A record number of bills have been introduced in state legislatures this year to restrict voting access, according to the nonpartisan Brennan Center for Justice. As of February, the Brennan Center’s tracker of state voting rights bills recorded more than 150 legislative items nationwide have been introduced this year that would make it harder for eligible Americans to register to vote, stay on the voting rolls, or cast a ballot, with 27 more bills introduced that could increase partisan interference in elections. Such restrictive voting bills, introduced in Minnesota and states including Arizona, Maine, Tennessee, and Texas, would disproportionately impact voters of color, sometimes by discouraging registered voters from casting a ballot, according to the Brennan Center.
At the press conference, the bill’s lead Senate author Boldon said, “I come to this work because there is work I want to do making sure that we have healthcare access for everyone, that we are taking action to prevent gun violence, that we are taking action on the climate crisis, that we are taking action to prevent homelessness, that we are taking action to invest in education. I know that all that other work is predicated on having a strong and functioning multiracial, multigenerational, inclusive democracy.”
The bill’s ban on foreign-influenced election spending by corporations has roots in legislation passed by ordinance in Seattle, Washington in 2020, with similar initiatives introduced in cities including San Jose, California.

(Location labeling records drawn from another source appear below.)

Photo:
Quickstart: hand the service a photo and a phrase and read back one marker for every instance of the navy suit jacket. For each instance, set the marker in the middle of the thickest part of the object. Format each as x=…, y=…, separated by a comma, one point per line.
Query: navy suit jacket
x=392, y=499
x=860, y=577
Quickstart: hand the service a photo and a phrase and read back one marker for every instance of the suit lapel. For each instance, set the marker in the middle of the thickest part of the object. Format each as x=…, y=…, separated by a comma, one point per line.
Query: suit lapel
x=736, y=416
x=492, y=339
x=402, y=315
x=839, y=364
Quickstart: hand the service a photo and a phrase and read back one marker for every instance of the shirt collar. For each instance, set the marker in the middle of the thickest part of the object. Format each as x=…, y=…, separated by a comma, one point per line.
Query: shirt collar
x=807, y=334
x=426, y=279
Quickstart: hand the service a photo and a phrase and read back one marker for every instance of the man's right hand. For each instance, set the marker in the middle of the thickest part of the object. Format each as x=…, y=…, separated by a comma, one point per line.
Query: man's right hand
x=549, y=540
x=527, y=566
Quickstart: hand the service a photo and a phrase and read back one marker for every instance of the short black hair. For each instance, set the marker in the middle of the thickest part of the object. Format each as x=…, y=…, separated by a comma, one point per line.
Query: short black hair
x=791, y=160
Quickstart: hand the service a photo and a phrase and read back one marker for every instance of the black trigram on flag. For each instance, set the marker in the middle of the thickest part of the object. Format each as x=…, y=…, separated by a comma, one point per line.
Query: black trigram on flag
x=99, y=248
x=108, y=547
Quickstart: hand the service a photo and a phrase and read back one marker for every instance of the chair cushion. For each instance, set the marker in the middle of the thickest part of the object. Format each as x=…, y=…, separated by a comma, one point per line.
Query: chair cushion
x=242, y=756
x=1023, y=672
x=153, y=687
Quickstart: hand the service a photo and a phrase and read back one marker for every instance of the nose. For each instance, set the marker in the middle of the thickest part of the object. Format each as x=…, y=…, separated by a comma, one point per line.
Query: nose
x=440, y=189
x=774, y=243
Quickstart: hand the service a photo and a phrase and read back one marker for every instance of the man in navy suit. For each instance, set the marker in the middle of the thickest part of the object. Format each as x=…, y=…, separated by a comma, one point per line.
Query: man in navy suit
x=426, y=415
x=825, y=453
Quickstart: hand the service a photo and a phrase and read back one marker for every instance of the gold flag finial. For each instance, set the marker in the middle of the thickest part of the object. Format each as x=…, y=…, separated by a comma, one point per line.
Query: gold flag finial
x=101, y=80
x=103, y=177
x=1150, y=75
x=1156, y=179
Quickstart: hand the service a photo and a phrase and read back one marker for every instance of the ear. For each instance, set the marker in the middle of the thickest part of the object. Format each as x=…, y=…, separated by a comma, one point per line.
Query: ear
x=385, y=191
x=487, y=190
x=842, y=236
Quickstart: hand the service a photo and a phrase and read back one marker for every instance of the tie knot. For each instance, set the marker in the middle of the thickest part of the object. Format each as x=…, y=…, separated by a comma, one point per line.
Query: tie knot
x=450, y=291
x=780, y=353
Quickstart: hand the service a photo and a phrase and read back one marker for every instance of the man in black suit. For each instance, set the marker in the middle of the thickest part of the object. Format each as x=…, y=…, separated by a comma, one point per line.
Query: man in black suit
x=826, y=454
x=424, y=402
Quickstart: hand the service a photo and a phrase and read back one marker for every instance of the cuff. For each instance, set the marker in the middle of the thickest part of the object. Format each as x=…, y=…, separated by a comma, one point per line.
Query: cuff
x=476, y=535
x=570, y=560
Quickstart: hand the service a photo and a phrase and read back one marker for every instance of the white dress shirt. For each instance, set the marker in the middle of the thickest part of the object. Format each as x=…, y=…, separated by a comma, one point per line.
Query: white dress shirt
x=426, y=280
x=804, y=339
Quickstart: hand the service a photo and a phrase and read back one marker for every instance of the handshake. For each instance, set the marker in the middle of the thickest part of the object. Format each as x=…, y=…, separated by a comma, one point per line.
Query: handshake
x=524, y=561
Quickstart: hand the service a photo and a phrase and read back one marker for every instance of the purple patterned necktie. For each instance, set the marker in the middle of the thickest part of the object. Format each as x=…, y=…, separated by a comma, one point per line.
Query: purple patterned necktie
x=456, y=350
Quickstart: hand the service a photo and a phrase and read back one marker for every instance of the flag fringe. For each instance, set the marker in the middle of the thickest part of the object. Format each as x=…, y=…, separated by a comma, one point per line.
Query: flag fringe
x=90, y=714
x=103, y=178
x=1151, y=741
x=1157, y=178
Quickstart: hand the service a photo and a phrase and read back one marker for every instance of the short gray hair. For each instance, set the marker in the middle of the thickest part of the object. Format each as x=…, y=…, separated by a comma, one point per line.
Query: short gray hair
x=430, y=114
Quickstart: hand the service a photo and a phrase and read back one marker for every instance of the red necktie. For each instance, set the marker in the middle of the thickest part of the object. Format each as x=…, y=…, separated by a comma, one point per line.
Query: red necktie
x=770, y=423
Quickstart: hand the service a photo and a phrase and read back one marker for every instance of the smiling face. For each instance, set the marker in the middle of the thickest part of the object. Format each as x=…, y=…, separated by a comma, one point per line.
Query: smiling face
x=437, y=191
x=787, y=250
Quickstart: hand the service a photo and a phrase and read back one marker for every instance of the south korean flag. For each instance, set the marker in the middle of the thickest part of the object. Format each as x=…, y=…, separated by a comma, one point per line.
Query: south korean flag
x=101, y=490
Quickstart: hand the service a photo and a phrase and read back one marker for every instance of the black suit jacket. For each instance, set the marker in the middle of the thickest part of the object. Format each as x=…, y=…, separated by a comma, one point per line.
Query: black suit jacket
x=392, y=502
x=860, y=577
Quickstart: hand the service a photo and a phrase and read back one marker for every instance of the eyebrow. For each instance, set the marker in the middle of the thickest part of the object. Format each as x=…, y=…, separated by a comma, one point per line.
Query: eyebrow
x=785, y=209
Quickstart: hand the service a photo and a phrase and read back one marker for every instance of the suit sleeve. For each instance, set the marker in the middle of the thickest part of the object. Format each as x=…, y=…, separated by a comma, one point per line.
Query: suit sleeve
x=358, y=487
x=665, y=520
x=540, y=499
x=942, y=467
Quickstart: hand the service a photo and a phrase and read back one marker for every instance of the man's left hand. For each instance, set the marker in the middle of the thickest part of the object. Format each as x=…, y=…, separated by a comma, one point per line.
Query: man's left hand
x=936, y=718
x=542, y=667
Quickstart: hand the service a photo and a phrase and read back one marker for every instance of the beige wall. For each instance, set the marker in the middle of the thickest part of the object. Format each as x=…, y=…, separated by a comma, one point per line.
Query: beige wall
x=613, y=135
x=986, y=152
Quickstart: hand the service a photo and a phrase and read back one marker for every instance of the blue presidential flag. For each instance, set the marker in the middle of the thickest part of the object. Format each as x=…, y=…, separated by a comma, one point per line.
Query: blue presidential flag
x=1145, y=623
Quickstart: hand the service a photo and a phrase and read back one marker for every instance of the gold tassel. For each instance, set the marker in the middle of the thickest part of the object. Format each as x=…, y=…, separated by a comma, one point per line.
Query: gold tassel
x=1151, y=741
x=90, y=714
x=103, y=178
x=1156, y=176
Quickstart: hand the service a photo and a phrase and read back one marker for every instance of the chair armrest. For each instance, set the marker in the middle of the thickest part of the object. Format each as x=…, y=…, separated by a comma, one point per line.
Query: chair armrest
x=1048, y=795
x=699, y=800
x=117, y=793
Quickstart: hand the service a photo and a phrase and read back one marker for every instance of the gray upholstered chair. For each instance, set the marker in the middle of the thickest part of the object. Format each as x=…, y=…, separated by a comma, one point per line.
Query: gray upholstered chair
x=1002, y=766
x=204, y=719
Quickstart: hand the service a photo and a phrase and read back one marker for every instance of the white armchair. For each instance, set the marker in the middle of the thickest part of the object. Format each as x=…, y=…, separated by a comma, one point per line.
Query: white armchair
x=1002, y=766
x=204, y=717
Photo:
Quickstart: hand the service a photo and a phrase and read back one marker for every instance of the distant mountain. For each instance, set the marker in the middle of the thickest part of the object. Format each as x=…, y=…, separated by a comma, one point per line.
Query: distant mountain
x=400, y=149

A dissenting opinion in the 2010 Supreme Court Citizens United warned that allowing unlimited spending by outside groups in elections opened the door to undisclosed political interference by foreign oligarchs, international fossil fuel giants, or wealthy foreign investors with stakes in U.S. companies that seek to influence laws.
To increase transparency of the interests spending on elections, the Democracy for the People Act would adopt federal standards to define when a group’s communication advocates for the election or defeat of a candidate—even in cases when the message lacks so-called “magic words” like “vote for” or “defeat.” The reform would enhance the number of groups that spend money to influence political contests and are required to disclose their spending to the state.
“Minnesotans are now at the center of elections, not foreign corporations and wealthy special interests,” Sasse told Sludge. “This bill is a constitutionally compliant way to ensure that our elections are run by Minnesotans, for Minnesotans.”